Durch die Zahlung des ersten Artikels von A sind Sie aber verpflichtet den Artikel zu versenden. Auch wenn die "falsche" Person gezahlt hat, spielt das rechtlich keine Rolle, weil die Zahlung erfüllungshalber erfolgte. Eine höchstpersönliche Zahlung ist nicht erforderlich.
Auf der anderen Seite können Sie gegenüber B auf Erfüllung des Kaufvertrages bestehen. Ein allgemeines Rücktrittsrecht gibt es nicht.
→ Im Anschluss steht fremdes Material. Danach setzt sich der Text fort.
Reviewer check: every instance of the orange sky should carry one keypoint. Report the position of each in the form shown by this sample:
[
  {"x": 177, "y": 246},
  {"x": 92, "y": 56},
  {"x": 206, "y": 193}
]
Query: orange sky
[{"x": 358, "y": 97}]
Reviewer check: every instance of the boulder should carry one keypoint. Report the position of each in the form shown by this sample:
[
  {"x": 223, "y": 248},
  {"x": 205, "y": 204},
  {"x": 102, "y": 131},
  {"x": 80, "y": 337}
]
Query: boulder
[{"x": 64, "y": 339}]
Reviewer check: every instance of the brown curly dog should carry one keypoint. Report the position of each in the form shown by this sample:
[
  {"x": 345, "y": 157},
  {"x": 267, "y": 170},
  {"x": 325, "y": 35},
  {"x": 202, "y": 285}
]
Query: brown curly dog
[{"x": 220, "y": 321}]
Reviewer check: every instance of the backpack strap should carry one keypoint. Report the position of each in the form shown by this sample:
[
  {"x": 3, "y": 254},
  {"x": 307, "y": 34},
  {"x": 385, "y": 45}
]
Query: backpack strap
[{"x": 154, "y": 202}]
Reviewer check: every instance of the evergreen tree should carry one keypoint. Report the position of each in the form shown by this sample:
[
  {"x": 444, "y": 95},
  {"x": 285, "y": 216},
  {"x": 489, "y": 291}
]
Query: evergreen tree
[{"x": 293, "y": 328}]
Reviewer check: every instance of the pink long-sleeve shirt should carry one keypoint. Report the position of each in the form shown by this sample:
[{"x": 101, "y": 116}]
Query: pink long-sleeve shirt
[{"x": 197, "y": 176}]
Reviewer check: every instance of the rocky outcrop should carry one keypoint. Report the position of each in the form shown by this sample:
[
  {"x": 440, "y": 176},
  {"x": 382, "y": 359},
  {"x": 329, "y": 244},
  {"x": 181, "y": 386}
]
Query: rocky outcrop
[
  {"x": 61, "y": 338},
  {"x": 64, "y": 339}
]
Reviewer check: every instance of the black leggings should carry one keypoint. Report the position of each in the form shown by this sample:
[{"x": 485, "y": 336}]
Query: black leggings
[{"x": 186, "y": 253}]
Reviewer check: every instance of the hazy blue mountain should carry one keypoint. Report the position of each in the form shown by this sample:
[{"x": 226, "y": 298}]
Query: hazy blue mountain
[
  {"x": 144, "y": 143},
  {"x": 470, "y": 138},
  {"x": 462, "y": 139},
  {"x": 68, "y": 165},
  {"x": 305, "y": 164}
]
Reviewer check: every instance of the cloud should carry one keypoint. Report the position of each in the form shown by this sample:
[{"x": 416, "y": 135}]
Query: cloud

B hat kein Recht die Zahlung zu verweigern.
Sie bleiben also nicht auf dem einen Artikel sitzen.
Wenn B für A zahlt, dann ist das das Problem von B und entbindet ihn nicht von der Pflicht seinen eigenen Artikel zu zahlen.
Bitte bedenken Sie, dass jede Ergänzung des Sachverhalts zu einer veränderten Beurteilung führen kann.
Mit freundlichen Grüßen
Oliver Wöhler, Rechtsanwalt und Fachanwalt für Arbeits- und Familienrecht
Paulistr. 10
31061 Alfeld
Tel.05181/5013
Fax 24163
mail:anwaltwoehler@hotmail.de
Nachfrage vom Fragesteller
28.05.2012 | 21:12
Vielen Dank für Ihre freundliche Antwort !
Eine kleine Nachfrage noch : Darf ich der Nichtzahlerin (also Person B) die Unkosten für die Rechtsberatung auf die zu zahlende Summe "draufschlagen", da ich nicht wirklich einsehe,dass ich auf diesen Kosten sitzen bleibe durch die Uneinsichtigkeit des Käufers ?
Danke für Ihre Antwort !
Antwort auf die Nachfrage vom Anwalt
28.05.2012 | 21:27
Sehr geehrter Fragesteller,
gerne komme ich auf die Nachfrage zurück.
Sie sollten zunächst B eine letzte Frist zur Erfüllung des Kaufvertrages, also zur Zahlung des Kaufpreises, setzen.
Spätestens nach Ablauf der Frist wäre B im Verzug. Wenn Sie dann einen Anwalt beauftragen, wären diese Kosten als Verzugskosten erstattungsfähig. Die jetztige Beratung wäre allerdings mit hoher Wahrscheinlichkeit nicht erstattungsfähig.